Mereka mengklaim bahwa kegiatan transaksi uang yang tepat waktu bisa menjadi kacau, serta pengaturan posisi kendaraan yang tidak menentu. Tahun 2012, lompatan detik menyebabkan empat ratus penerbangan Qantas tertunda.

“Banyak pengajuan yang bergantung pada ketepatan waktu yang selaras. Contohnya, telekomunikasi dan navigasi satelit yang sangat bergantung pada sinyal jam atom,” ujar peneliti sekaligus ahli lompatan detik dari National Physical Laboratory, Peter Whibberley, kepada CNN.

Namun menurut Whibberley sendiri, sistem ketepatan waktu bisa semakin kacau jika kita malah berniat mengubahnya.

Tak semua negara sependapat dengan penghapusan lompatan detik. Inggris, Jerman, Kanada, dan Tiongkok menyatakan bahwa lompatan detik tidak seharusnya dihilangkan.

Inggris mengatakan, jika lompatan detik dihapus, hubungan antara konsep waktu Bumi dengan pengaturan waktu terbit dan terbenamnya matahari akan rusak selamanya.

Tak hanya itu, penggunaan Greenwich Mean Time atau “GMT” yang menjadi acuan pengukuran waktu matahari juga terancam berakhir.

“Sejak zaman dahulu rotasi bumi telah memberikan skala waktu, yakni unit waktu paling dasar: solar day,” ungkap pakar pengukuran waktu dari Royal Observatory Greenwich, Rory McEvoy, dikutip dari laporan “The Telegraph.”

Sementara negara seperti Nigeria, Rusia, dan Turki dikabarkan menanti penelitian lebih jauh terkait lompatan detik itu.

Selain gangguan sistem navigasi telekomunikasi dan penerbangan, lompatan detik juga mengganggu sejumlah layanan situs web seperti Reddit, Foursquare, dan LinkedIn.

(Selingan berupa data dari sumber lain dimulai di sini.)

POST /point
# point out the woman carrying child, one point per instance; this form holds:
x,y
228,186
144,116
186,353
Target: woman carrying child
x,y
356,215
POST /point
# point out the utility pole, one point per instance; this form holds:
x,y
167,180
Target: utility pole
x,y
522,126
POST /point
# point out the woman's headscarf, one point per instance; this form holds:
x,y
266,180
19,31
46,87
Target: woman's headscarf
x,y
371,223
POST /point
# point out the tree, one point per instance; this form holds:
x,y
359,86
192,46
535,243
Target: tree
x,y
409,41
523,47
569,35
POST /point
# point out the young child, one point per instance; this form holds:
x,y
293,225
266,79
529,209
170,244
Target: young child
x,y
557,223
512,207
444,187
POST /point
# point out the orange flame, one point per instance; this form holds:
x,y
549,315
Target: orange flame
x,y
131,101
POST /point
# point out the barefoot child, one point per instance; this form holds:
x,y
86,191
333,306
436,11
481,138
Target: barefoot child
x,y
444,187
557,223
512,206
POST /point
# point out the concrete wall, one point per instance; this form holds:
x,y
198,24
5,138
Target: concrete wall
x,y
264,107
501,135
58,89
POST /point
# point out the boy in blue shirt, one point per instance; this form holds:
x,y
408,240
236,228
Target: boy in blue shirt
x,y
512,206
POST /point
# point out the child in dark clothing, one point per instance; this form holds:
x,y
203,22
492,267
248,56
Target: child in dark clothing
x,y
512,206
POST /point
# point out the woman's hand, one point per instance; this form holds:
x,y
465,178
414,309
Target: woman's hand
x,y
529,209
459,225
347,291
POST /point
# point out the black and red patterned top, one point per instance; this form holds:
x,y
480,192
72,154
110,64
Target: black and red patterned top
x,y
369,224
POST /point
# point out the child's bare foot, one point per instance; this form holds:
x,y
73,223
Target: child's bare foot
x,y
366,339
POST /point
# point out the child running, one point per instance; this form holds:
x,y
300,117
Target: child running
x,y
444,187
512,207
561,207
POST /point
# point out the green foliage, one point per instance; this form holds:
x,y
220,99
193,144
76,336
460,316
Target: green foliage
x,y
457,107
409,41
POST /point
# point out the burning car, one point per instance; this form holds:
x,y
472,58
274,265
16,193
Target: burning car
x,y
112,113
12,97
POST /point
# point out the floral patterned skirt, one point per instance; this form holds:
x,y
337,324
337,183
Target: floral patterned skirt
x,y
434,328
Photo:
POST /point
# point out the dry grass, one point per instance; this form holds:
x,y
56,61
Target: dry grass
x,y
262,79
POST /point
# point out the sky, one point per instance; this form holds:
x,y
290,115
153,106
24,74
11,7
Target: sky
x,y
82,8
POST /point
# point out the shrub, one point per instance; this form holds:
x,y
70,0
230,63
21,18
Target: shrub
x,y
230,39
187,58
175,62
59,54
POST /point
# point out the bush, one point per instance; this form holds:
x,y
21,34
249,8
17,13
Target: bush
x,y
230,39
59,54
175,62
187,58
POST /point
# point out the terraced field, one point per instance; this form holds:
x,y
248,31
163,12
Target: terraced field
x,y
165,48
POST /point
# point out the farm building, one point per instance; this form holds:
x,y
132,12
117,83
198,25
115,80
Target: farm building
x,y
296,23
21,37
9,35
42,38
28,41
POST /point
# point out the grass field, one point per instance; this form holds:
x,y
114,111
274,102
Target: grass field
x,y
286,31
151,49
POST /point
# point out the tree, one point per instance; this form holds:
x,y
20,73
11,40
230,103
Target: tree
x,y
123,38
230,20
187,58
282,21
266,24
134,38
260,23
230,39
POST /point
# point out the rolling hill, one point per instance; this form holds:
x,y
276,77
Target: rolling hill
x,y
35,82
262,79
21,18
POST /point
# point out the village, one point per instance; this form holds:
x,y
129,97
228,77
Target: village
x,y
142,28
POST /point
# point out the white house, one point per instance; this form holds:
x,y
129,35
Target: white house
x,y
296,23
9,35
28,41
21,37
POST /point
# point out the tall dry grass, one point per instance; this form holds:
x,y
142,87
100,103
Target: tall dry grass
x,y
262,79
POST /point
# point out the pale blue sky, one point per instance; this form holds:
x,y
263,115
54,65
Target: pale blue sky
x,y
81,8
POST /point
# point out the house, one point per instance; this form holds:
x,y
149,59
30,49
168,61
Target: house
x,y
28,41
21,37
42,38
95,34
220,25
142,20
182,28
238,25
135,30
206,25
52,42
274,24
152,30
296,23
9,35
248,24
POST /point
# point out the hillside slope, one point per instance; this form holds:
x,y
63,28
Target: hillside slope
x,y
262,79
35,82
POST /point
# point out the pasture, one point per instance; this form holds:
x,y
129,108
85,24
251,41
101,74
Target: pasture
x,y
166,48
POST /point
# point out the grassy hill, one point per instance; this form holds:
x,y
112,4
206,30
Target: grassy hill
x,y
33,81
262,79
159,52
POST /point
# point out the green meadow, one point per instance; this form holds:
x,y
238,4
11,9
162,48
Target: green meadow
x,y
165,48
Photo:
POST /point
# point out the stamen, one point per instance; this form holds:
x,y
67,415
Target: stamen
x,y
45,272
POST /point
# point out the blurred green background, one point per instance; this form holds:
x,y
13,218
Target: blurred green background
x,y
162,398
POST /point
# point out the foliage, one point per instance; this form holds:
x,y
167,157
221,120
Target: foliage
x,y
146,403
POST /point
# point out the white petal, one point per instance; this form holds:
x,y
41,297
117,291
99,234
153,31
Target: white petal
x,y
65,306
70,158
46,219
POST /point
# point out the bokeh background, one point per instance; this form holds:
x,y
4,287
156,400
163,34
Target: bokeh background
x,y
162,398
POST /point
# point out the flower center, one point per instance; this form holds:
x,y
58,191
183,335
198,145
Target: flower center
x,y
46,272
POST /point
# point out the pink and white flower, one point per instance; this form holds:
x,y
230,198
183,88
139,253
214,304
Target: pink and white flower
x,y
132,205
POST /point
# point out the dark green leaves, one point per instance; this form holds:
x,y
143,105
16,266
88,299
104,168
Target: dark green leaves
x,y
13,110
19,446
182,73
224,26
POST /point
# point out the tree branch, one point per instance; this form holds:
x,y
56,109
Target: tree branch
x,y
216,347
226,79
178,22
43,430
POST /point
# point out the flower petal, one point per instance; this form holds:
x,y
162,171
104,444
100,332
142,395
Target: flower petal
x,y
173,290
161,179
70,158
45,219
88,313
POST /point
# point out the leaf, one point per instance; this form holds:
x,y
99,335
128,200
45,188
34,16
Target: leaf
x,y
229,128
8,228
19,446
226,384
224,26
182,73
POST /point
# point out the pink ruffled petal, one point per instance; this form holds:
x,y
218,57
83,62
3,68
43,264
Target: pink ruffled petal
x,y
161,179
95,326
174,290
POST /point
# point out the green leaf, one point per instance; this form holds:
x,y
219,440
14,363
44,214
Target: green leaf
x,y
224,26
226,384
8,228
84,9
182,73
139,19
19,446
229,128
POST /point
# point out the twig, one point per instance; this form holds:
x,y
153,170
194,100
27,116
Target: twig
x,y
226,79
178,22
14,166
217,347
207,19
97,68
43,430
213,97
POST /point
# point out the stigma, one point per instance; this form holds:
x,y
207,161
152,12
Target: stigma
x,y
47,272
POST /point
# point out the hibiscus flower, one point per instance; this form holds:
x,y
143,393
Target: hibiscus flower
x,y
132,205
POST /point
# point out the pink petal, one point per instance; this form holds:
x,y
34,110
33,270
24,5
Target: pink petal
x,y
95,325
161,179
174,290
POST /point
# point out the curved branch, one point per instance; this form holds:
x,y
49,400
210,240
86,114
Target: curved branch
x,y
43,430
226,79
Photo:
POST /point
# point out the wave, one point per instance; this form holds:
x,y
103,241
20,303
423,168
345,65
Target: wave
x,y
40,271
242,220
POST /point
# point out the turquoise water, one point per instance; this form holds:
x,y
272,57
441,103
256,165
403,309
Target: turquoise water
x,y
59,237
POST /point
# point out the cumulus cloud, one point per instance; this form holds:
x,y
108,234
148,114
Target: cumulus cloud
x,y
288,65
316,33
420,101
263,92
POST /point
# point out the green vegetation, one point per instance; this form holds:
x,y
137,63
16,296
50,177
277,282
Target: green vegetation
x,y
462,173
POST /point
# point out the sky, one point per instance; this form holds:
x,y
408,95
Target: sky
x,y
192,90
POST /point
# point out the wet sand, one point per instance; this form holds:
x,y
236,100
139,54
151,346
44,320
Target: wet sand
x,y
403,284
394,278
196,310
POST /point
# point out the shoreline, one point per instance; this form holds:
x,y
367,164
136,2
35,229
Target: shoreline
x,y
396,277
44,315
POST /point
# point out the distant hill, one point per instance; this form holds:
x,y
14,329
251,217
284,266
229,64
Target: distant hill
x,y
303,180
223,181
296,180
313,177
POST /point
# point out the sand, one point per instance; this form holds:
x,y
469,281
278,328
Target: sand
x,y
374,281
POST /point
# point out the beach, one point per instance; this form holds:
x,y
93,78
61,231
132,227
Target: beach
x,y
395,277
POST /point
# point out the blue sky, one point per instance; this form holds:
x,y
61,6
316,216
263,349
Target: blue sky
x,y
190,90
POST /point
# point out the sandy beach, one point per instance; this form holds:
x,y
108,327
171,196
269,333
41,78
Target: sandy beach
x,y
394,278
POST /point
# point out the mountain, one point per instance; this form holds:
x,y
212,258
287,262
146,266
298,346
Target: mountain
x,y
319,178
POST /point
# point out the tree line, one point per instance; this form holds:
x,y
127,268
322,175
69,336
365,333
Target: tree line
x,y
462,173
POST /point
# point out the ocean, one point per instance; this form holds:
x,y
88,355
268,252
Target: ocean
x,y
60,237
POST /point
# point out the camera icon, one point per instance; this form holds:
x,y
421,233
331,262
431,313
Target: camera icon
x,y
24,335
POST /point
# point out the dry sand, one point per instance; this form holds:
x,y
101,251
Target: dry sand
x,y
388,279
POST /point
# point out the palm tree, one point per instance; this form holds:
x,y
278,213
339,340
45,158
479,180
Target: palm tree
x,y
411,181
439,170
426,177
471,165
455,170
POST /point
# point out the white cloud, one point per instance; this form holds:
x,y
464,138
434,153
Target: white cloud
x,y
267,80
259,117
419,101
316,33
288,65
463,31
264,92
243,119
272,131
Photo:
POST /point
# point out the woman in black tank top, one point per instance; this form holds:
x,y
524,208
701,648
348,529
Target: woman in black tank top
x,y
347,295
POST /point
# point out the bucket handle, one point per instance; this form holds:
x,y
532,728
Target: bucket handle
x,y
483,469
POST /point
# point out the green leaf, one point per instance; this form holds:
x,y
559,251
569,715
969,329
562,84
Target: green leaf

Nasib lompatan detik ini mungkin menjadi jelas setelah digelar Konferensi Komunikasi Radio Dunia pada November 2015 mendatang.

Lompatan detik tahun 2015 ini baru diumumkan pada 8 Januari lalu oleh Badan Sistem Referensi dan Rotasi Bumi Internasional atau International Earth Rotation and Reference Systems Service/IERS, sebuah lembaga internasional yang memantau pergerakan Bumi dan waktu dunia.

Fenomena ini diyakini sepenuhnya berasal dari ilmu penghitungan fisika serta pengamatan astronomi karena Bumi bergerak lebih cepat atau lebih lambat. Bisa disebabkan oleh pasang surut dan perubahan dalam inti Bumi.

Para ahli sepakat bahwa waktu di Bumi harus disesuaikan dengan jam atom sebagai acuan waktu dunia. “Jam atom menjaga jalannya waktu jauh lebih baik dari pada bumi itu sendiri. Mereka satu juta kali lebih stabil,” jelas Whibberley.

Untuk mendapatkan waktu yang sesuai dengan gerakan Bumi, para ilmuwan di IERS maka satu detik ekstra ditambahkan secara berkala pada Universal Time Coordinated sebagai patokan standar waktu dunia.